This paper addresses the long-standing absence of an algebraic theory for alternating parity automata (APAs) by establishing the first complete equational axiomatization for APA language equivalence over ω-regular languages. Methodologically, it introduces μν-syntax—based on right-linear guarded expressions—as an algebraic representation of APAs, and leverages the completeness of linear-time μ-calculus to structurally derive the equational theory; duality of right-linear guarded expressions is further introduced to uniformly characterize infinite behaviors. The main contributions are: (1) the first sound and complete equational axiom system for APA language equivalence; (2) the revelation of a deep algebraic correspondence between APAs and linear-time μ-calculus; and (3) a novel paradigm for algebraic modeling of infinite behaviors in formal verification.

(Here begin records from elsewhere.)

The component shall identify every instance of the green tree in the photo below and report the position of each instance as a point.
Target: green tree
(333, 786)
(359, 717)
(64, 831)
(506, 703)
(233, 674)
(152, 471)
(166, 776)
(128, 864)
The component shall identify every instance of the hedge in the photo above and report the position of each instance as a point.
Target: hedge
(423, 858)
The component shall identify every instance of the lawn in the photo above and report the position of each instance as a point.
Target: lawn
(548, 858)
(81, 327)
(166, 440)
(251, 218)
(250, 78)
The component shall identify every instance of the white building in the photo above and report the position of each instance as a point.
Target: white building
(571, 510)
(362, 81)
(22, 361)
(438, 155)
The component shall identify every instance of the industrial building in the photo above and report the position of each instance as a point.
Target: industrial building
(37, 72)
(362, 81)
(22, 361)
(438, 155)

Alternating parity automata (APAs) provide a robust formalism for modelling infinite behaviours and play a central role in formal verification. Despite their widespread use, the algebraic theory underlying APAs has remained largely unexplored. In recent work, a notation for non-deterministic finite automata (NFAs) was introduced, along with a sound and complete axiomatisation of their equational theory via right-linear algebras. In this paper, we extend that line of work, in particular to the setting of infinite words. We present a dualised syntax, yielding a notation for APAs based on right-linear lattice expressions, and provide a natural axiomatisation of their equational theory with respect to the standard language model of {omega}-regular languages. The design of this axiomatisation is guided by the theory of fixed point logics; in fact, the completeness factors cleanly through the completeness of the linear-time {mu}-calculus.